16 septembre 2013

Emigration française vers l'Espagne : une foire au cannabis au Pays basque espagnol

Le moral sapé par l’anathème, des milliers de fumeurs de cannabis français migrent ce week-end là où l’herbe est plus verte. En l’occurrence, juste de l’autre côté de la Bidassoa. Frontière naturelle entre deux États. Fossé entre deux législations.

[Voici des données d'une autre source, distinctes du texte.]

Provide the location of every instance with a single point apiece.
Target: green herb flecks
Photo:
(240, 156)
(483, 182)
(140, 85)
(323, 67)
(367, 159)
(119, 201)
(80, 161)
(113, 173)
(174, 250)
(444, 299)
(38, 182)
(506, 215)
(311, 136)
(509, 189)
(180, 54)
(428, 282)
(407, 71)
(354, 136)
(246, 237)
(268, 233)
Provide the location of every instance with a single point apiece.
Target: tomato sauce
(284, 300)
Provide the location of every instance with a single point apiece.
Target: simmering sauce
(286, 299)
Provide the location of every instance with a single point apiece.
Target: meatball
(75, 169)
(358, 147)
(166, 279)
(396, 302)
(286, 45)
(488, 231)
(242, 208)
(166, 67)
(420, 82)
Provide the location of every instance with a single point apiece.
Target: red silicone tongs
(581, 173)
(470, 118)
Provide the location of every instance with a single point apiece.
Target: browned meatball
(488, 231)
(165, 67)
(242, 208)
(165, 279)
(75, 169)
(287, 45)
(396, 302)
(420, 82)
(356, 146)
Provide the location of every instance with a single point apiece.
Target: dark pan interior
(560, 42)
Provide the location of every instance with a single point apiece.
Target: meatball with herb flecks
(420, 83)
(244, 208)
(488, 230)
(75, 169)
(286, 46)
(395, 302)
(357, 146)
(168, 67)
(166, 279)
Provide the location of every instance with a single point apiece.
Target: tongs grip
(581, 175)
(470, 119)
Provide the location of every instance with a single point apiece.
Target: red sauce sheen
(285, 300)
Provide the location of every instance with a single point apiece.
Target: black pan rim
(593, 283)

Expogrow, autoproclamée « plus grande foire du cannabis d’Europe », a pris ses quartiers à Irún, sur la rive basque espagnole du fleuve limitrophe. Si le pays reste ancré dans une profonde tradition conservatrice, en termes de consommation de marijuana, c’est la tolérance qui prévaut.

Mais dans l’austère Palais des congrès, transformé en hypermarché pour jardiniers en herbe situé à deux pas de la frontière, « il est interdit de fumer », rabâche la voix enregistrée d’un speaker polyglotte. L’annonce est diffusée en boucle dans l’enceinte de 12 000 mètres carrés que se partagent près de 200 professionnels du secteur.

Les dernières nouveautés

De toute façon, Tony et Mathilde n’étaient pas descendus du bassin d’Arcachon pour consommer. « On préfère fumer tranquillement chez nous. » Ni même pour acheter : « C’est plus sûr via Internet. » Alors à quoi bon avaler plus de 400 kilomètres en moins de qurante-huit heures ? D’autant que d’ordinaire, la cité frontalière n’attire guère les tourtereaux. Sauf si ces derniers sont en quête d’alcool et de cigarettes bon marché.

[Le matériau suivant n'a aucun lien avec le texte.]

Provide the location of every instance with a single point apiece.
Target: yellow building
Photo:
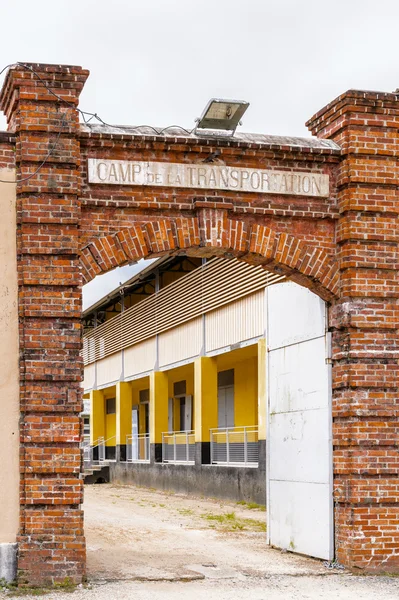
(175, 382)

« Cest la sortie du week-end », renseigne la jeune préparatrice en pharmacie. « Nous sommes tous les deux des consommateurs quotidiens de cannabis et nous possédons quelques pieds à la maison. C’est l’occasion pour nous de venir découvrir les dernières nouveautés en termes d’engrais, de lampes… Nous nous renseignons aussi sur les différentes variétés de graines commercialisées, mais ça ne vaut pas la peine de prendre des risques en passant la frontière. »

Après une nuit dans leur fourgon, le couple de Girondins repartira donc le coffre vide et la conscience tranquille. « Les exposants ne viennent pas ici pour faire du chiffre. La plupart des visiteurs sont des Français qui craignent les contrôles de police, alors ils préfèrent ne rien rapporter », explique l’un de ces marchands d’interdit, le sourire sobre et pourtant radieux.

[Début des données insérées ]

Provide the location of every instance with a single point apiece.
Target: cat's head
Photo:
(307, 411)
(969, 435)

Car Daniel Kresse est l’heureux patron d’une des rares banques d’Espagne solvables. Celle-ci vend des semences. 1,5 million de petites graines par an qui assurent à ce petit entrepreneur d’origine allemande un business florissant. Du coup, le « banquier » de Valence, dans le sud du pays, se contente volontiers de faire acte de présence à Irún, trois jours durant.

« L’industrie cannabique est un petit milieu. Alors il faut venir pour se montrer. Mais si on ne vend pas sur place, on se rattrapera par Internet. » Ici, une carte de visite échangée représente un client potentiel. Des carnets de commande qui se noircissent, quand l’économie ibérique sombre dans la déprime.

Un business juteux

L’an dernier, pour sa première édition, Expogrow a accueilli près de 16 000 visiteurs. Dont 40 % de Français. Un public de cultivateurs de cannabis rarement (voire jamais) approchés par des professionnels du secteur. « C’est tout un marché à conquérir », gage Thomas Duchene, l’organisateur de l’événement, un Français exilé en Espagne depuis douze ans.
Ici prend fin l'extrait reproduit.